Republican’s 2026 Election Schemes Show Danger of National Popular Vote Compact
- Jasper Hendricks
- 17 hours ago
- 3 min read

One strength of the Electoral College is that it allows states to administer elections according to their own laws while limiting the national consequences of those differences. But the National Popular Vote Interstate Compact (NPVIC) changes that dynamic because every vote cast in every state is supposed to contribute to national tallies that determines the presidency.
It may sound nice in theory, but it incentivizes bad actors to manipulate NPVIC by trying to boost some votes and suppress others. Democrats should consider what Republicans are doing right now in the 2026 elections and be very, very worried about what would happen if this compact ever passes.
For example, President Trump has already directed the U.S. Postal Service to interfere with the delivery and return of mail-in ballots in states that don’t run their elections the way he demands. Imagine him doing the same in a 2028 election run under NPVIC, stopping millions of votes in Democrat-friendly states like California and New York from being cast because the Post Office refused to deliver the ballots!
That’s what Trump is doing right now. What else could he come up with? Professor Akhil Reed Amar, one of three early architects of NPVIC, has warned that the compact incentivizes states to change election rules in ways that increase their influence over the national vote total. Amar cited “Demeny voting” as one option, which allows parents to cast votes on behalf of their minor children. Utah alone could probably add a quarter of a million net votes to a Republican presidential candidate’s national total with Demeny voting, while Texas could add half a million or more to the Republican margin.
A Republican state legislator in Missouri has gone a step further—or, more specifically, nearly five million steps further. HB 3218, filed earlier this year, would treat and report each voter as having cast as many votes as the state has presidential electors. It wouldn’t change the outcome in Missouri, but in 2024 it would have meant Trump receiving 17.5 million popular votes from Missouri instead of 1.75 million, and Kamala Harris would have been reported as receiving 12 million instead of 1.2 million votes. In the end, this legislation would increase a Republican’s national vote total by about five million votes—and because the NPVIC requires member states to accept at face value the vote totals reported by another state, it’s not clear anything could be done to stop this massive inflation in vote totals.
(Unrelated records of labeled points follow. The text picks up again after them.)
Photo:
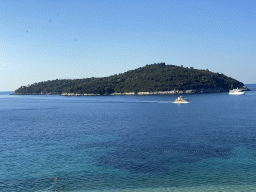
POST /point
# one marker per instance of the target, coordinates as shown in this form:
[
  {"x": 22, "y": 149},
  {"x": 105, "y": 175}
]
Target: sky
[{"x": 44, "y": 40}]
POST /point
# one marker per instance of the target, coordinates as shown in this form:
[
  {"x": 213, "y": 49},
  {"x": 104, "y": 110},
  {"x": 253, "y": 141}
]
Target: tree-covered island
[{"x": 151, "y": 79}]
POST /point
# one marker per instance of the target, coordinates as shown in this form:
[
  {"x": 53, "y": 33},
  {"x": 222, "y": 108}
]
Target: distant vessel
[
  {"x": 236, "y": 92},
  {"x": 180, "y": 99}
]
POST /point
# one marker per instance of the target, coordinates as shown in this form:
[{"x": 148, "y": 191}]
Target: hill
[{"x": 150, "y": 78}]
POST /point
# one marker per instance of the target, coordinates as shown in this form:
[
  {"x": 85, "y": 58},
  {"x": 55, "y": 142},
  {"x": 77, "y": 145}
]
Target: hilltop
[{"x": 150, "y": 78}]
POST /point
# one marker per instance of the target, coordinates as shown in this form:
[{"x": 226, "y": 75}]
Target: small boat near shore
[
  {"x": 236, "y": 92},
  {"x": 180, "y": 99}
]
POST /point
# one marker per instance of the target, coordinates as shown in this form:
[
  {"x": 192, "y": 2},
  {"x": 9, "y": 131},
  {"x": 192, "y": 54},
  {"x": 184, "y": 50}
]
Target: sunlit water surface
[{"x": 128, "y": 143}]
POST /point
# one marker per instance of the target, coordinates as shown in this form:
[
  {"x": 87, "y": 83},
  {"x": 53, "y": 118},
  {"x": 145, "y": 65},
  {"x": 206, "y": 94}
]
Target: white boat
[
  {"x": 180, "y": 99},
  {"x": 236, "y": 92}
]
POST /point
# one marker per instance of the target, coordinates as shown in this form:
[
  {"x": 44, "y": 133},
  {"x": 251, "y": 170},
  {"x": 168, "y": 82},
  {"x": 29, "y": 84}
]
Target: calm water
[{"x": 128, "y": 143}]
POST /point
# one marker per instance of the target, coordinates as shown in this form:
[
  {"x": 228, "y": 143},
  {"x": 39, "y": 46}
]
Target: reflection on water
[{"x": 128, "y": 143}]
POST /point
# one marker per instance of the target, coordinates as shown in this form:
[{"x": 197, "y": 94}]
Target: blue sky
[{"x": 44, "y": 40}]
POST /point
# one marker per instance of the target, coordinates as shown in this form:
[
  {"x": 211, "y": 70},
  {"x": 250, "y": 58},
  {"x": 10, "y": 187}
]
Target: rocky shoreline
[{"x": 173, "y": 92}]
Democrats could respond, of course, just as we have fought back against Trump’s mid-decade gerrymandering schemes. But is this really the path we want to go down, with Democrat-controlled states trying to catch up and counter Republican efforts to rig an NPVIC election with our own schemes?
Democrats have spent generations fighting for fair elections, equal representation, and public confidence in democratic institutions. Any reform proposal should be judged not only by its intentions but also by the incentives it creates. NPVIC incentivizes states to maximize their contribution to the national vote total, and we are already seeing, with Trump’s efforts to suppress mail votes, his mid-decade redistricting campaign, and Missouri’s vote-padding legislation, the lengths which Republicans are willing to go to.
Before embracing NPVIC, Democrats should carefully consider whether a national popular vote system could encourage states to engage in an escalating competition over election rules—ultimately creating new disputes and new threats to public confidence in presidential elections.